Union city condos.Interest rates are getting higher and higher. The initial release of water caused the global bubble to take off and set off a boom in the global property market; however, more than 60 central banks around the world have raised interest rates by 50 basis points or more so far this year, putting an end to the property boom.Please Visit: Union city condos to Get Your VVIP Registration Today!
From Europe to Asia to Latin America, the property market is cooling rapidly, and house prices are falling as central banks actively raise borrowing costs to curb soaring prices.
For central banks around the world, squeezing bubbles out of bubbly property markets is part of controlling high inflation. Falling house prices usually lead to lower household spending, easing upward inflationary pressures as construction production slows, bank lending declines and property sales fall, and overall economic activity slows.
Tiff Macklem, governor of the Bank of Canada, said last month that he expected housing activity to slow. Frankly, this will be healthy because the current economy is overheating. But economists believe the risk is that central banks raise interest rates too aggressively, slowing the global property market and eventually bursting the bubble with unpredictable effects.
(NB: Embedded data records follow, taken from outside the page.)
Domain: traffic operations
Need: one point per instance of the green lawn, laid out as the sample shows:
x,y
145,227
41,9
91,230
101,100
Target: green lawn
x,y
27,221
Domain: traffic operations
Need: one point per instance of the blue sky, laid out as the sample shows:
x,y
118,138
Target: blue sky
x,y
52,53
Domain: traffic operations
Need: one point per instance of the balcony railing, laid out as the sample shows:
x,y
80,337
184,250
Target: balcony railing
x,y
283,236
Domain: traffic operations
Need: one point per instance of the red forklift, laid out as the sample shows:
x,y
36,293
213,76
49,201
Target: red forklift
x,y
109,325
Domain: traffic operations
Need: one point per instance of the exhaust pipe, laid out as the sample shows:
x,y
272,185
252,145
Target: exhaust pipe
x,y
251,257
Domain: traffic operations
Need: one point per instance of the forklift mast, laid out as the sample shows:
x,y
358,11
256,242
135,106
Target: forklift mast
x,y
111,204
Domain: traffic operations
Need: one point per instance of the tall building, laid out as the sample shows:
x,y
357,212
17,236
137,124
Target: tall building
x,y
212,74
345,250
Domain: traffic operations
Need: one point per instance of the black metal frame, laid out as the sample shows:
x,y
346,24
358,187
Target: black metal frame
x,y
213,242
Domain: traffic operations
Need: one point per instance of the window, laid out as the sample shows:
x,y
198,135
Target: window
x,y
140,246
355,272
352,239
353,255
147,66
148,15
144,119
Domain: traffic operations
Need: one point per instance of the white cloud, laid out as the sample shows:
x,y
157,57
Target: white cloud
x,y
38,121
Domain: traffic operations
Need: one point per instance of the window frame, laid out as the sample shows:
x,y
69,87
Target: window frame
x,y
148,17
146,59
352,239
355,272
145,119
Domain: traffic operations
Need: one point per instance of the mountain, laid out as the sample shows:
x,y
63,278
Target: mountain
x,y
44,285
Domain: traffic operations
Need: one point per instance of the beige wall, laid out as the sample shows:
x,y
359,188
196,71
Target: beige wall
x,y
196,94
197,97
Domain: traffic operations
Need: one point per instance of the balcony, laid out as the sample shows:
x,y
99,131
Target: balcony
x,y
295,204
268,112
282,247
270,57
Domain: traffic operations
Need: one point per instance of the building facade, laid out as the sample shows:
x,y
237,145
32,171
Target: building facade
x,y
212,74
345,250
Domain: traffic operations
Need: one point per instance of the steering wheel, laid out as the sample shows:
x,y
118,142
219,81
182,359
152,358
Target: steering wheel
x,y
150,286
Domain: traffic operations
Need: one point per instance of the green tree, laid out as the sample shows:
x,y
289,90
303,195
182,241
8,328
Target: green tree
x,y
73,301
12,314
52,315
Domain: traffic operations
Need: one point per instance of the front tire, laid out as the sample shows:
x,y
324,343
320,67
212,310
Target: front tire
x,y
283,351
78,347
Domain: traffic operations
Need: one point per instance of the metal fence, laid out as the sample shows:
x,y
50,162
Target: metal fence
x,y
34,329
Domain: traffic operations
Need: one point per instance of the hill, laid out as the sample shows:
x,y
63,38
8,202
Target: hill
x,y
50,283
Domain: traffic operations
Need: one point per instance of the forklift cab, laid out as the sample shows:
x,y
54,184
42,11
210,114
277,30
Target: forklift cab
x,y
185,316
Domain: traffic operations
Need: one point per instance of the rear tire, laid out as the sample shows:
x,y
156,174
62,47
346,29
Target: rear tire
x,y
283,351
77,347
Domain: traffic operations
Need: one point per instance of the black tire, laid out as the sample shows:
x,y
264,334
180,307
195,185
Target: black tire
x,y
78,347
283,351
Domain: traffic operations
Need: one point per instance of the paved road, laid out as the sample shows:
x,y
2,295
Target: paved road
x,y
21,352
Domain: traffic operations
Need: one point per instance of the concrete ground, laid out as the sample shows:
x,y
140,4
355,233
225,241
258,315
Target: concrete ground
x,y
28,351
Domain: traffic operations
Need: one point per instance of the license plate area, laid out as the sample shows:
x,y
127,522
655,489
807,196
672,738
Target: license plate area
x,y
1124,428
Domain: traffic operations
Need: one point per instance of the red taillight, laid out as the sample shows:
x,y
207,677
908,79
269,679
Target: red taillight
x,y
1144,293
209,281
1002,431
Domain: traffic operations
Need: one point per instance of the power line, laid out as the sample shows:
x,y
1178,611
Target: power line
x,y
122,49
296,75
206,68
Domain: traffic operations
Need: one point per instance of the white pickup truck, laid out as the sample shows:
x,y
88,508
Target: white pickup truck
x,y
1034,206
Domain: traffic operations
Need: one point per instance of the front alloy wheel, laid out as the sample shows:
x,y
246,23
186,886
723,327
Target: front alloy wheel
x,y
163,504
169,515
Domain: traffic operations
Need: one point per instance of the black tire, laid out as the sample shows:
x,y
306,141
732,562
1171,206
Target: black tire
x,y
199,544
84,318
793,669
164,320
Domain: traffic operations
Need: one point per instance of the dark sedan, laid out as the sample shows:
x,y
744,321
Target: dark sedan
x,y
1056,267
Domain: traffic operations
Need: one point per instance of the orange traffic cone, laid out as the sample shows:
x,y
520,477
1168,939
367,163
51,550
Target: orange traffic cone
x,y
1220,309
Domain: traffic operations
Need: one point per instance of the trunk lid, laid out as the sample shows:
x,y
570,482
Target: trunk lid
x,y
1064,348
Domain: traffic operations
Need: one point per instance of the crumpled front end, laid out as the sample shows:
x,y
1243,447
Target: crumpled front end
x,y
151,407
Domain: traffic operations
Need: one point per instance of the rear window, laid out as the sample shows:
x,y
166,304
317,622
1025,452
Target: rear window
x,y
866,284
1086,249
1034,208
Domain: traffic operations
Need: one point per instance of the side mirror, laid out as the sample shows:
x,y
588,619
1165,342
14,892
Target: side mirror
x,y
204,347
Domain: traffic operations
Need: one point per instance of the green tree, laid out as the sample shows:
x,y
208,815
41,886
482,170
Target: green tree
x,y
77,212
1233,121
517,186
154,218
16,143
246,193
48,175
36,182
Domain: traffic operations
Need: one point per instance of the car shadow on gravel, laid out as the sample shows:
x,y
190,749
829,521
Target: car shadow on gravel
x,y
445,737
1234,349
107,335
Interest rates are rising rapidly and the real estate market is not as expected.
According to the latest media reports, property markets in countries such as Canada, New Zealand, Australia and Sweden look particularly vulnerable based on indicators such as the share of real estate in their economy, recent prosperity and the sensitivity of buyers to rapidly rising interest rates.
Average seasonally adjusted house prices in Canada fell nearly 8% in June from their peak earlier this year, in New Zealand, by 8% from their peak at the end of 2021, and in Sweden by 1.6% month-on-month in May, the biggest monthly decline since the outbreak began.
Global house prices rose 19 per cent between the first quarter of 2020 and the first quarter of this year, or 10 per cent adjusted for inflation, according to the Knight Frank global house price index, a real estate consultancy. Inflation-adjusted global house price growth slowed to 3.9 per cent year-on-year in the first three months of 2022, with declines in countries such as Brazil, Chile, Spain, Finland, South Africa and India.
While the economy is slowing, many countries are still tightening monetary policy further, and mortgage rates are expected to follow suit.
On Wednesday, the Bank of Canada raised interest rates by 100 basis points, raised the policy rate to 2.5%, and warned that there would be more rate increases in the future. Tiff Macklem, governor of the Bank of Canada, said cooling housing was crucial to reducing inflation.
Canadian mortgage rates rose to their highest level since 2009 as the Bank of Canada violently raised interest rates, and property transaction activity cooled rapidly from its previous frenzy. Home sales fell 24% in June from a year earlier, according to the Canadian Real Estate Association.
Real estate agency Realosophy says home sales in Toronto fell 40 per cent in may from a year earlier and are now at a 20-year low. The median price of homes in Toronto (excluding apartments) is down nearly 20% from its peak in February.